Two questions about the Lock() construct in .net
First, I am aware that if an object is locked within one class and another class attempts to lock the same object this produces a deadlock. But why? I have read about it on MSDN but MSDN is rarely all that clear.
----Edit Question One---- Still confused. I have a main thread (UI thread) that spawns many Threadpool threads. Each child thread locks the data before it works with it. This works fine every time.
If I then attempt to lock the same data from the UI thread to check if I should even bother creating a new thread for an edge case I create deadlock nearly every time.
----Edit Question Two---- Secondly, If I have a compound object that I lock are all child objects within it locked as well? Short code Demo:
internal sealed class Update
{
//Three objects instantiated via other external assemblies
public DataObject One { get; set; }
public DataObject Two { get; set; }
public ReplayStatus Status { get; set; }
}
If I call lock(UpdateObject) are each of the three internal objects and all of there child objects locked as well?

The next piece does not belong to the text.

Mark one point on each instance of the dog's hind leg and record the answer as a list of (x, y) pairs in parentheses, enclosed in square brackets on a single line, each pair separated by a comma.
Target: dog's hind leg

So I should do somthing like this to prevent threads from playing with my data objects:
Lock(UpdateObject.One)
{
Lock(UpdateObject.Two)
{
Lock(UpdateObject.Status)
{
//Do Stuff
}
}
}
First, I am aware that if an object is locked within one class and another class attempts to lock the same object this produces a deadlock.
No. If one thread locks an object and a second thread attempts to lock that object, that second thread must wait for the first thread to exit the lock.
Deadlock is something else:
1. thread1 locks instanceA
2. thread2 locks instanceB
3. thread1 attempts to lock instanceB and now must wait on thread2
4. thread2 attempts to lock instanceA and now must wait on thread1
These two threads can no longer execute, and so never release their locks. What a mess.
If I call lock(UpdateObject) are each of the three internal objects and all of there child objects locked as well?
No, the "lock" is only on the locked instance. Note: the lock doesn't prevent anything other than a second thread from acquiring a lock on that instance at the same time.